Der Paragraph 361 [Abs.] 6 des Strafgesetzbuches zeitigt die unerhörtesten Vorkommnisse, die wohl jemals ein gesittetes Volk auszuweisen hat. So lange es aber Paragraphen wie den untenangeführten in seinem Gesetzbuch läßt, so lange steht es nicht auf der Höhe sittlicher Anschauung. Daß die deutsche Frau höher gewertet wird, als anderswo, ist längst als ein Märchen erkannt, als eine Sage, welche man noch Kindern oder kindlichen Gemütern vorschwatzen mag. Wir wissen es besser! Die Frauen haben gelernt, die Dinge anzusehen, wie sie in Wirklichkeit sind und ach! alle Romantik, jegliches Träumen von Hochschätzung und Verehrung ist dahin!
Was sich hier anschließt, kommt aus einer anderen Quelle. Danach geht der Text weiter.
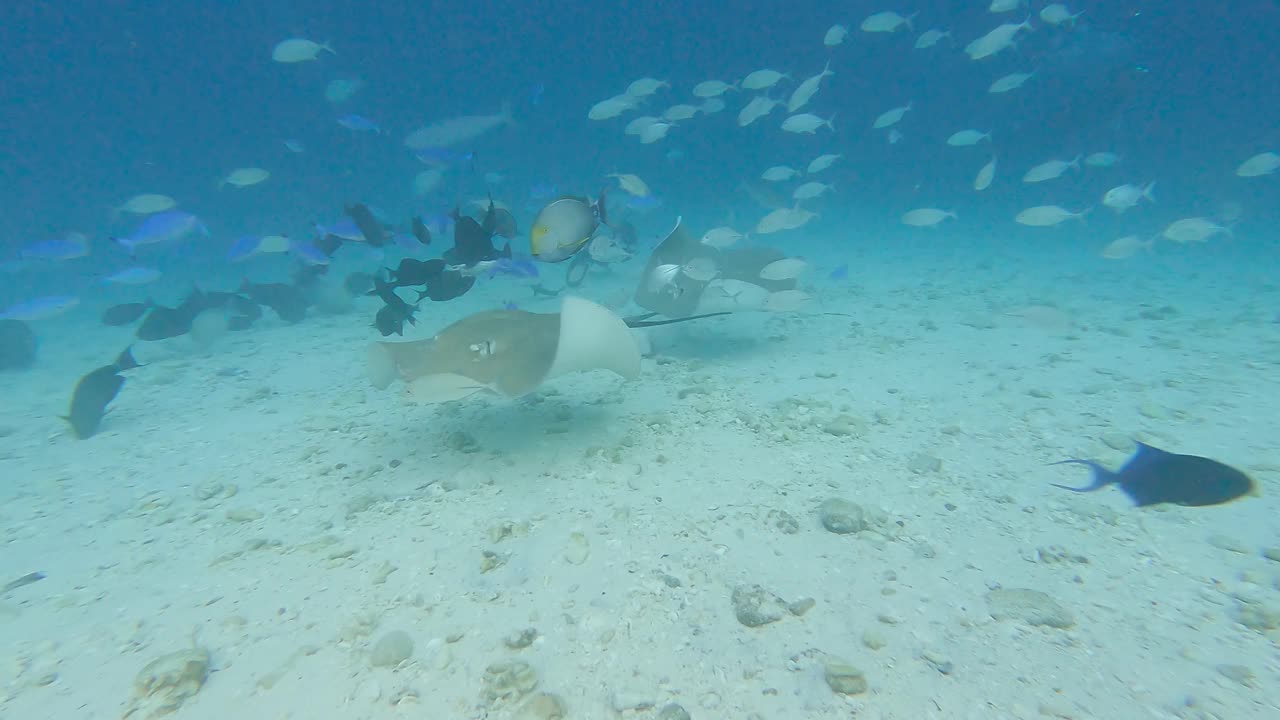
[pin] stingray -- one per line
(680, 295)
(508, 352)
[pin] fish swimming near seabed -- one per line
(94, 392)
(1153, 477)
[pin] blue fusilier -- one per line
(1155, 477)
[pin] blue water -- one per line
(99, 104)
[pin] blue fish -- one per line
(163, 227)
(135, 276)
(344, 228)
(68, 249)
(1153, 477)
(442, 156)
(359, 123)
(40, 308)
(243, 249)
(309, 254)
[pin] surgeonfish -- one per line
(563, 227)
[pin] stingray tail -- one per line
(1101, 475)
(126, 361)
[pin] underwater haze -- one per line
(641, 360)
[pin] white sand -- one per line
(679, 500)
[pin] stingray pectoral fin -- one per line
(387, 361)
(593, 337)
(1101, 475)
(444, 387)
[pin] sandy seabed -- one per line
(801, 515)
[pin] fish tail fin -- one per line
(1101, 475)
(126, 360)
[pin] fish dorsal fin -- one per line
(1143, 456)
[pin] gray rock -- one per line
(1033, 607)
(673, 711)
(842, 516)
(755, 606)
(844, 678)
(391, 650)
(923, 463)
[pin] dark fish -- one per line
(392, 317)
(328, 244)
(369, 226)
(416, 272)
(94, 392)
(499, 222)
(1153, 475)
(288, 301)
(126, 313)
(448, 286)
(22, 582)
(242, 313)
(359, 283)
(420, 231)
(472, 242)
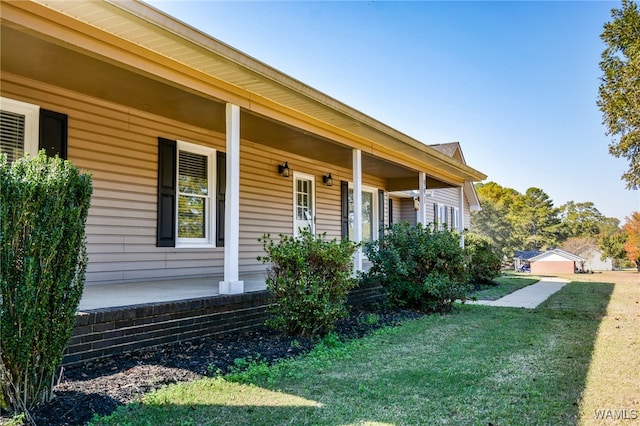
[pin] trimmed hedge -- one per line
(420, 267)
(44, 204)
(310, 279)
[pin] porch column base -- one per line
(231, 287)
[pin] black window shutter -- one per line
(166, 232)
(380, 209)
(221, 190)
(344, 198)
(53, 133)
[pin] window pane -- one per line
(192, 173)
(12, 134)
(367, 216)
(191, 217)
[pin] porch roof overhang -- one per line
(135, 55)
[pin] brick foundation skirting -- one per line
(101, 333)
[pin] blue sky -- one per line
(514, 82)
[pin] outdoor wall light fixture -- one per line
(283, 169)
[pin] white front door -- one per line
(303, 202)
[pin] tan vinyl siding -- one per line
(266, 198)
(118, 145)
(450, 198)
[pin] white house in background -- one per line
(593, 260)
(556, 261)
(451, 206)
Möglich, daß nach der phrasenvollen Anbetung die Reaktion doppelt scharf eingesetzt hat und alles als unwahr erkennen läßt. Möglich, daß sich aus dieser völligen Umkehr dessen, wie es einst war, ein erquicklicherer und vertrauenerweckender Zustand entwickeln kann, ein Zustand, der für alle Teile im Volke sicherlich versittlichend wirken dürfte.

Vorläufig verschärfen sich nur noch die Gegensätze! Sie verschärfen sich, weil man den Frauen gegenüber von Seiten der Polizei jetzt eine Taktik verfolgt, welche jede Frau, die nur einigermaßen Ehrgefühl hat, in sittliche Entrüstung bringen muß, denn das Verfahren der Polizei beweist nur eins schlagend – die tiefe Einschätzung der deutschen Frau, ihre Niedrigstellung, ihre Geringwertung. Sicher kann jeder ebenfalls einer möglichen Arretierung gewärtig sein, aber eine solche kann und darf nur geschehen, wenn irgend welche gravierende Tatsachen vorliegen, oder wenn der Betreffende einer solchen verdächtigt wird; einer derartigen Arretierung ist die Frau ebenfalls unterworfen und beklagt sich darüber im Interesse der öffentlichen Ordnung nicht. Die deutsche Frau aber ist außerdem vogelfrei, der § 361, [Abs.] 6 gibt jedem Schutzmann das Recht, jede Frau auf den Verdacht hin zu arretieren, daß er sie für eine Dirne hält. Weder arm noch reich, weder hoch noch niedrig, weder die Frau in üppiger Toilette, noch diejenige in schlichtem Gewande, weder die Langsamgehende, noch die Schnelleinhereilende, weder die mit langem, noch die mit kurzem Haar und so ad infinitum, ist sicher vor der brutalen Behandlung eines Schutzmannes. Er hat eben auf Frauen zu fahnden; bringt er nicht genügend zur Strecke, so verschärft man die Vorschriften und diejenige Frau, welche dem Schutzmann in irgend einer Weise mißfällt, muß daran glauben.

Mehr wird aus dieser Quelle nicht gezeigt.